Goal: To explore the possibilities of Intermittent Fasting and its effects on diabetes, and to determine whether some level of fasting might be appropriate for you.
April 30 is National Day of Fasting and Prayer, proclaimed by President Abraham Lincoln on March 30, 1863. So it seemed appropriate to focus on Intermittent Fasting during the month of April.
Intermittent fasting is an eating pattern where you cycle between periods of eating and fasting. “Intermittent” simply means “not continuous.” It’s intermittent because the fast is less than 24 hrs. Otherwise, 24 hrs. or more would be “extended fasting.” So you can do Intermittent Fasting every day (every 24-hr. period) if you want to because you are breaking your overnight fast.
This is something I’ve been promoting for a long time in our Facebook group, “Adventist Vegetarian Diabetics,” and always with the hashtag #MaybeSisterEllenWasRightAfterAll!
For several years, diabetes nutritionists were recommending eating six small meals a day with the rationale that this practice would keep the blood sugars stable. The reality is that eating that often keeps the digestive organs—including the pancreas—working overtime without a rest! It’s such a relief to know that current nutrition science recommends 3-5 hours between meals and no snacks in between meals. The last meal of the day should be 3-5 hours before bedtime.
Intermittent Fasting, as described by Dr. Jason Fung, a Canadian nephrologist, means, at its most simplistic, eating or drinking NOTHING (except plain water) between supper and breakfast. The “entry level” Intermittent Fasting might be 12:12—a 12-hour eating “window” and a 12-hour fasting window, such as ending supper at 6 p.m. and starting breakfast at 6 a.m. the next day.

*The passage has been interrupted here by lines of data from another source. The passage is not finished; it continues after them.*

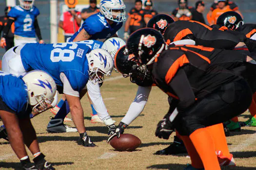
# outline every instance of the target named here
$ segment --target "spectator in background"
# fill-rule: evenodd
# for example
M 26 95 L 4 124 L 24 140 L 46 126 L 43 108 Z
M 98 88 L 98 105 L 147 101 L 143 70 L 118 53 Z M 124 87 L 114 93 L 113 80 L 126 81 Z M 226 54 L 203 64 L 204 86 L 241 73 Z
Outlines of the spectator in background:
M 4 8 L 4 14 L 5 15 L 0 17 L 0 37 L 1 37 L 1 33 L 3 30 L 4 26 L 7 24 L 8 20 L 8 13 L 11 10 L 11 7 L 6 6 Z M 13 23 L 11 26 L 11 29 L 9 31 L 8 34 L 5 37 L 5 41 L 6 43 L 6 46 L 5 47 L 5 51 L 7 51 L 13 46 L 14 46 L 14 23 Z M 4 47 L 4 46 L 1 45 L 2 48 Z
M 192 18 L 191 11 L 195 9 L 191 6 L 188 6 L 188 0 L 178 0 L 178 7 L 173 10 L 172 13 L 174 20 L 191 20 Z
M 84 20 L 86 19 L 92 15 L 98 13 L 99 12 L 98 8 L 97 7 L 97 0 L 90 0 L 90 6 L 88 8 L 83 8 L 81 11 L 81 17 Z
M 68 10 L 62 13 L 59 22 L 59 27 L 64 30 L 65 42 L 79 29 L 81 24 L 80 13 L 75 8 L 68 8 Z
M 226 0 L 218 0 L 217 8 L 213 10 L 212 13 L 212 20 L 210 25 L 216 24 L 218 17 L 223 13 L 232 11 L 229 7 L 229 5 L 227 5 Z
M 146 23 L 146 25 L 147 25 L 149 20 L 153 18 L 154 16 L 158 15 L 158 13 L 153 8 L 153 3 L 151 0 L 147 0 L 145 1 L 144 5 L 145 12 L 146 14 L 144 16 L 144 19 L 145 19 L 145 22 Z
M 141 0 L 136 0 L 134 7 L 131 9 L 128 13 L 128 17 L 124 25 L 124 39 L 126 40 L 129 34 L 140 28 L 146 27 L 145 21 L 148 22 L 150 19 L 146 11 L 142 9 Z M 128 30 L 129 33 L 128 33 Z
M 192 20 L 205 24 L 203 16 L 204 9 L 204 2 L 202 0 L 198 0 L 196 2 L 196 10 L 192 12 Z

Then you can begin to extend the fasting/eating schedule to 16:8 (an 8-hour eating window and a 16-hour fasting window). An example might be breakfast (or the first meal of the day to break your fast) at 8 a.m. and the last meal of the day to be finished by 4 p.m. Or you might have an early lunch at 11 a.m. and finish with supper by 7 p.m. Some people even do an 18:6 schedule, with an eating window of noon to 6 p.m. or 9 a.m. to 3 p.m., depending on your work, school, or household schedules.
Intermittent Fasting is perfectly safe for most healthy adults,* including diabetics with no other major health issues. If you are on medications of any kind, please consult with your doctor before attempting fasting (beyond just not eating/drinking between supper and breakfast). Be sure to monitor your blood sugar closely to make sure your fasting/pre-meal blood glucose stays in the normal range of 70-99 mg/dL (3.8-5.6 mmol/l).
Benefits of Intermittent Fasting include:
- Lower blood sugar
- Increased insulin sensitivity
- Lower cholesterol
- Lower blood pressure and resting heart rate
- Increased energy
- Increased brain function
- Weight loss
- Reducing overall inflammation
If you didn’t know that Ellen White supports what we now call Intermittent Fasting, I recommend an excellent article by author Dr. DeWitt S. Williams who was diagnosed as diabetic and details his research and personal testimony at https://spectrummagazine.org/news/2018/ellen-g-white-and-intermittent-fasting.
A very long list of references on Intermittent Fasting can be found at https://adventistvegetariandiabetics.wordpress.com/diabetes-basics/intermittent-fasting/.
* Just for the record, we do not recommend two meals a day during pregnancy and breastfeeding, nor for babies and small children.